November 3, 2018 Conditioning

Another Saturday, another day of torrential rains flooding the track....


  • Sled Pushes: 135*2 180*1,1,1,1,1,1,1,1,1,1,1,1,1,1 (14)



November 1, 2018 Full Body

Elbow/shoulder feeling better still, not great, still hurts, but the pain is about 30% less at this point. So I'm not going TOO hard on them right now. 

  • Deadlift: 315*1 365*1 405*1 425*1 445*1 455*1
  • HPS: 95*3 115*3 135*2 145*1 150*1
  • Seated Calves (slow): 90*10, 10 
  • BB Incline: 205*3 225*3 235*2 250*1 
  • Pullups: 8, 8, 8 left elbow/shoulder hurts 
  • Mixed-Grip Carries: 75*100
  • NS FS Paloffs: 32.5*10, 10 

October 30, 2018 Sprinting

Decent weather, still haven't needed leggings out here.



  • 110: 6

October 28, 2018 Full Body

Left shoulder/elbow still hurt, not quite as bad though, which is a good sign I suppose. Got flattened on that 300 attempt on benching, I think my left side has been lower as I push, maybe from the shoulder irritation.   Also, cable rows did not hurt my elbow, which is a good sign as well.  



  • Squats: 325*1 345*1 360*1 370*1 380*1 390*1
  • Front Squats: 240*1 260*1
  • Bench Press: 240*3 255*3 270*2 280*1 290*1 300*X 225*7
  • Cable Rows: 150*5 170*5 190*5
  • Pull-Throughs: 150*10, 10
  • Standing Calves: 180*12, 12
  • DB Farmers: 120*60, 40
  • WSARC: 32.5*10, 10 

October 27, 2018 Conditioning

More crappy weather, track-flooding rain, so went to gym and did sled pushes.



  • Sled Push: 90*1, 1 135*1, 1 180*1,1,1,1,1,1,1,1,1,1 140*1,1,1,1,1,1,1,1,1,1

October 25, 2018 Full Body

My left shoulder has been really irritated, and is still so currently....hurts when I rotate my arm up over my head and then back, like right when I'm at the part of the rotation that has the arm straight up overhead.  Also, left elbow hurts too, when doing back exercises like rows or pullups.  That actually hurts worse than the shoulder.  Going to try and work through it, if it starts to feel a bit better.  Again, maybe taking a few days off would help but I'd rather just push through.

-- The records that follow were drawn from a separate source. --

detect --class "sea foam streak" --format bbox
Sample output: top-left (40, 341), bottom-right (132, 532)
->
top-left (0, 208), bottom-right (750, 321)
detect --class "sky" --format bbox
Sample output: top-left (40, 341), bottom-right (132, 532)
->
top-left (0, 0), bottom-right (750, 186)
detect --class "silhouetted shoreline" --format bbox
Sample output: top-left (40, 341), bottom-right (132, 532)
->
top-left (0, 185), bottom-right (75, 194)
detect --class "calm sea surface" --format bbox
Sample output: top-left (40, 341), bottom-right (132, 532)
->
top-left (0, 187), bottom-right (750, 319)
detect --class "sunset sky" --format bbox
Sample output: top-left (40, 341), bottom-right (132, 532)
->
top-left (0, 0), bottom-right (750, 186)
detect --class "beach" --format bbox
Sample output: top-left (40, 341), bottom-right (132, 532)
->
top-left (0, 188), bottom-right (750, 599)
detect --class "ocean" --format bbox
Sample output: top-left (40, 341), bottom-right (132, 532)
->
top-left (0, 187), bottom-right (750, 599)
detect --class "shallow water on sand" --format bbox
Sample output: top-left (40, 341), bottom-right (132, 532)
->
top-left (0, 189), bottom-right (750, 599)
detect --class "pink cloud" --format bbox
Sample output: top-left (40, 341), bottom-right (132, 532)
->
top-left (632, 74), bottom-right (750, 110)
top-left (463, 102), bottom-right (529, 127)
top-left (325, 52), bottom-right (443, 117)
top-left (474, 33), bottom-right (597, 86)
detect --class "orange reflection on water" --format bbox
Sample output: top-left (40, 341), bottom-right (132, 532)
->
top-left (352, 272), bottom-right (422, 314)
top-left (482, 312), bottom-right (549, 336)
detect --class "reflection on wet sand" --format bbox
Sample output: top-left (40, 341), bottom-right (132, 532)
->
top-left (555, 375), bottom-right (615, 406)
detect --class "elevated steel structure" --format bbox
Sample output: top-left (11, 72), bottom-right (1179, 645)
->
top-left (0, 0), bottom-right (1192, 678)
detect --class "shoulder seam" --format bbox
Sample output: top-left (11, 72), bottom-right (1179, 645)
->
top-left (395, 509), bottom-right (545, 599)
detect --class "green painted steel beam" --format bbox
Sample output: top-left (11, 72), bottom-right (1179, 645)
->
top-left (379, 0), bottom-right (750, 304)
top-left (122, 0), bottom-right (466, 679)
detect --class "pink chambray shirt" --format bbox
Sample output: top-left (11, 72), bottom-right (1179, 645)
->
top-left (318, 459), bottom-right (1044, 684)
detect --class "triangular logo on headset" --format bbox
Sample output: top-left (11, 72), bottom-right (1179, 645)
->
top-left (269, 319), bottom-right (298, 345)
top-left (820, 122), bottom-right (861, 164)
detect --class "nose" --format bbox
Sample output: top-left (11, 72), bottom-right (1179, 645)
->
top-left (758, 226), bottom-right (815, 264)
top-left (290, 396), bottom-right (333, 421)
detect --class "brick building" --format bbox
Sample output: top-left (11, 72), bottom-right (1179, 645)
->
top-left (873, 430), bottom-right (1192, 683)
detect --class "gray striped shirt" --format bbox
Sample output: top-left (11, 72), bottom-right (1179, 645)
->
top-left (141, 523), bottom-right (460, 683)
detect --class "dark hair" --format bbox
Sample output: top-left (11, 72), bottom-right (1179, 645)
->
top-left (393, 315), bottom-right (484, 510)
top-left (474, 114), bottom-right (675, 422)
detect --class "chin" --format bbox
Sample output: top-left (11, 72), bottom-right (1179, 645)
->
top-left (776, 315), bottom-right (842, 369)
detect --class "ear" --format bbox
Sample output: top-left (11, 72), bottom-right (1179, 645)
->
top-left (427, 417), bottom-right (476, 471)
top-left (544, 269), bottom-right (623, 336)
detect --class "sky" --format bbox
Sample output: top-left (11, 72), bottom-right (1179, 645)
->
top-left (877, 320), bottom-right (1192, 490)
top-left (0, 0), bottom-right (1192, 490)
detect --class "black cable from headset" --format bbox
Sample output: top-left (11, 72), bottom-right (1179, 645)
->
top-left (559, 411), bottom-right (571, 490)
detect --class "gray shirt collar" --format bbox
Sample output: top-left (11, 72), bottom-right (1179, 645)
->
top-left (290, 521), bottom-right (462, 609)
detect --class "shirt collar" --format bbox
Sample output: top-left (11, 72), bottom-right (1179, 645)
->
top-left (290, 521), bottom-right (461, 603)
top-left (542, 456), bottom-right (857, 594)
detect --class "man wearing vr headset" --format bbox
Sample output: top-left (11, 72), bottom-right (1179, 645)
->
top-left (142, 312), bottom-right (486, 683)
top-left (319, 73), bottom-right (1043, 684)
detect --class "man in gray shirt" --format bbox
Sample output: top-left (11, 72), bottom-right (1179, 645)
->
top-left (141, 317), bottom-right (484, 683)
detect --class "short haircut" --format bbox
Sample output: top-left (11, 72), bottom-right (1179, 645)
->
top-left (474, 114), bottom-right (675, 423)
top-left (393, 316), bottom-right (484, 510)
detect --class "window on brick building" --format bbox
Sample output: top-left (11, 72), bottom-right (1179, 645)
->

  • Deadlift: 315*1 365*1 405*1 445*1 465*1 485*1
  • HPS: 105*3 125*3 135*1 145*1 155*X 145*1
  • Incline Bench: 195*3 220*3 230*3 240*2 250*1 260*1
  • Seated Calves (Slow): 80*11, 13
  • Sternum Pullups: 8, 6, 4 excruciating left elbow pain
  • Waiter Walks: 90*100
  • Dead Bugs: 10, 10 

October 24, 2018 Sprinting

Crappy weather the past couple Saturdays has forced me down to sprinting once per week and doing sled pushes at the gym on Saturdays instead.  Decent session here at least, weather wasn't too cold.